Durante casi tres décadas, estos pasajes constituyeron la novedad de la capital ecuatoriana, construyéndose varios a lo largo de este tiempo. Finalmente, empezaron a decaer en la década de 1970, cuando aparecen los primeros centros comerciales modernos en el norte de la ciudad.

El Pasaje Tobar, en particular, está emplazado con su fachada principal sobre la calle Guayaquil, con otra salida hacia la calle Sucre, a pocas cuadras de la Plaza Grande. Su ubicación en este sitio no responde a una coincidencia, ya que desde la época colonial la calle Guayaquil era conocida como Del comercio bajo. Su propietario actual es la Fundación María Isabel Tobar.

En este mismo solar, antes del Pasaje Tobar, existió una mansión colonial llamada Casa de la Sal, donde vivía hacia 1870 el único proveedor de sal para toda la sierra del país. El zaguán de la casa siempre estaba lleno de costales de dicho producto, y de allí ganó su apelativo.

La mansión tenía una hermosa portada de piedra de dos cuerpos, adquirida luego de su derrocamiento por Jacinto Jijón y Caamaño, quien la colocó en la entrada de un edificio del Palacio de La Circasiana, donde funcionaba su museo arqueológico y galería de arte privadas. Con la ampliación de la avenida Colón, utilizando espacio de La Circasiana, el edificio debió derrocarse y la portada de piedra guardada en las bodegas del Palacio.
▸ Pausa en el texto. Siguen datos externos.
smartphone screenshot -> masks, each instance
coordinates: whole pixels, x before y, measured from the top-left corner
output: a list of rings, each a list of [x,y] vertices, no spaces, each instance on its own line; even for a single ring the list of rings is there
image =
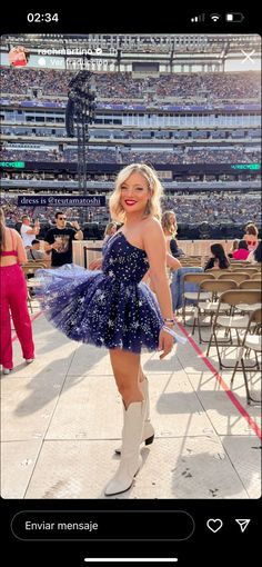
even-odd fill
[[[119,28],[19,8],[0,54],[6,556],[246,565],[261,513],[258,23],[248,8]]]

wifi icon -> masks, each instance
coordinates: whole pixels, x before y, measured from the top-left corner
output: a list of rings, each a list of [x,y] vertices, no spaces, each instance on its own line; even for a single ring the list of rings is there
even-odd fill
[[[220,13],[211,13],[210,18],[212,21],[218,21],[220,19]]]

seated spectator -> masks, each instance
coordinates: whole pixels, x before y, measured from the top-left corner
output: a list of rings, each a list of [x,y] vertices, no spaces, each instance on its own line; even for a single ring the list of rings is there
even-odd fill
[[[233,252],[233,258],[234,260],[246,260],[249,253],[248,242],[245,240],[240,240],[238,250]]]
[[[235,238],[232,242],[232,247],[230,248],[230,251],[228,253],[229,258],[233,258],[233,253],[239,249],[239,240]]]
[[[184,256],[184,252],[183,250],[181,250],[181,248],[179,248],[175,238],[178,233],[178,223],[173,210],[167,210],[163,212],[161,218],[161,225],[165,236],[168,252],[172,253],[174,258]]]
[[[248,260],[251,263],[261,263],[261,240],[259,241],[255,250],[249,253]]]
[[[40,245],[41,245],[40,240],[38,240],[38,238],[34,238],[34,240],[32,240],[30,248],[27,248],[27,258],[29,261],[37,260],[43,260],[44,262],[50,261],[50,256],[40,250]]]
[[[211,245],[210,247],[212,257],[208,260],[204,271],[211,270],[212,268],[220,269],[220,270],[226,270],[229,268],[230,262],[225,255],[225,251],[222,247],[222,245]]]
[[[250,225],[248,225],[245,227],[245,233],[243,236],[243,240],[245,240],[248,242],[250,252],[255,250],[255,248],[258,246],[258,236],[259,236],[259,230],[258,230],[256,226],[253,222],[250,222]]]

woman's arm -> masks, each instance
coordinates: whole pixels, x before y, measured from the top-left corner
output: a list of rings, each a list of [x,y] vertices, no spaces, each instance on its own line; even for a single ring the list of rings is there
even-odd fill
[[[16,233],[16,240],[17,240],[17,252],[18,252],[18,261],[19,263],[26,263],[28,261],[26,248],[23,246],[22,238],[17,232],[17,230],[13,230],[13,233]]]
[[[151,219],[150,222],[147,223],[143,233],[143,247],[148,256],[150,279],[159,301],[162,317],[163,319],[172,320],[172,299],[165,271],[165,239],[162,228],[155,219]],[[170,326],[170,324],[167,322],[167,326]],[[160,358],[164,358],[172,350],[172,347],[173,338],[162,328],[159,335],[159,350],[163,352],[160,355]]]
[[[172,270],[178,270],[179,268],[182,268],[181,263],[177,258],[174,258],[171,253],[167,253],[167,266],[171,268]]]

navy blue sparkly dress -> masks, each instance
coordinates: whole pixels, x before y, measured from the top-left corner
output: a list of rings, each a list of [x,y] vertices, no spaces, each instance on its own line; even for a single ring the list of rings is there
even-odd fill
[[[163,318],[152,291],[141,282],[148,269],[145,251],[119,231],[103,247],[102,271],[75,265],[38,270],[37,295],[48,320],[70,339],[152,351]]]

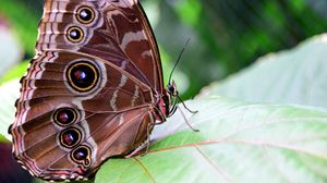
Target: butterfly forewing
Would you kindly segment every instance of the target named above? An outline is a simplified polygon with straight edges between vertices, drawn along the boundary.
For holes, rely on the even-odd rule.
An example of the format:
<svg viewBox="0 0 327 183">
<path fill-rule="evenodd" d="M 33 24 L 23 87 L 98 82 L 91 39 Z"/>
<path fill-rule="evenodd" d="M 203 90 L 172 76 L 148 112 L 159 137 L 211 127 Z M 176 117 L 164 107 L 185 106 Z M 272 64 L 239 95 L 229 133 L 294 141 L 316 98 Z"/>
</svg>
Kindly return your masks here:
<svg viewBox="0 0 327 183">
<path fill-rule="evenodd" d="M 36 51 L 10 129 L 32 174 L 88 178 L 165 120 L 159 53 L 136 0 L 46 0 Z"/>
</svg>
En la década de 1990, con la construcción del Centro Cultural de la Pontificia Universidad Católica del Ecuador, la portada fue rearmada para constituir su ingreso principal que puede ser apreciado hasta la actualidad.

Arquitectura

El edificio alberga distintas funciones, además de los locales comerciales exteriores e interiores de la planta baja, los dos pisos superiores estuvieron dedicados a oficinas en el occidental, y a lujosos apartamentos de viviendas en el ala oriental. La distribución funcional se basa en un esquema lineal, determinado por su uso como pasaje peatonal cubierto. En este caso, su eje lineal tiene forma de "L", puesto que une dos calles perpendiculares entre sí, presentando además una escalinata que salva el desnivel entre las mismas. 

El eje de circulación peatonal, de proporciones imponentes, se caracteriza por su triple altura iluminada íntegramente por luz cenital. La cubierta importada de Europa está elaborada en hierro y cubierta de vidrio, al estilo de los palacios de la Exposición Universal de París. 

Su estilo historicista se inclina al neoclásico, destacando las cornisas de remate ricamente decoradas, la simetría y ritmo regular entre vanos y llenos vinculados por franjas horizontales, los balcones con balaustres como base de los vanos y una gran armonía decorativa tanto en el interior como el interior del pasaje. En las dos fachadas, tanto a la calle Guayaquil como a la Sucre, se encuentran los dos accesos jerarquizados por arcos de medio punto a doble altura. Dentro de la austeridad formal de la fachada destaca la esquina, con un mayor trabajo ornamental.

Desgraciadamente, la renovación hecha al edificio en 1990, no tuvo por objete revalorizar su aportes arquitectónicos originales, sino modernizarlo y acondicionar los espacios para adaptarlos mejor a las necesidades comerciales de las distintas entidades que lo ocupan actualmente, como ópticas, cafeterías, perfumerías, tiendas de ropa y una agencia bancaria.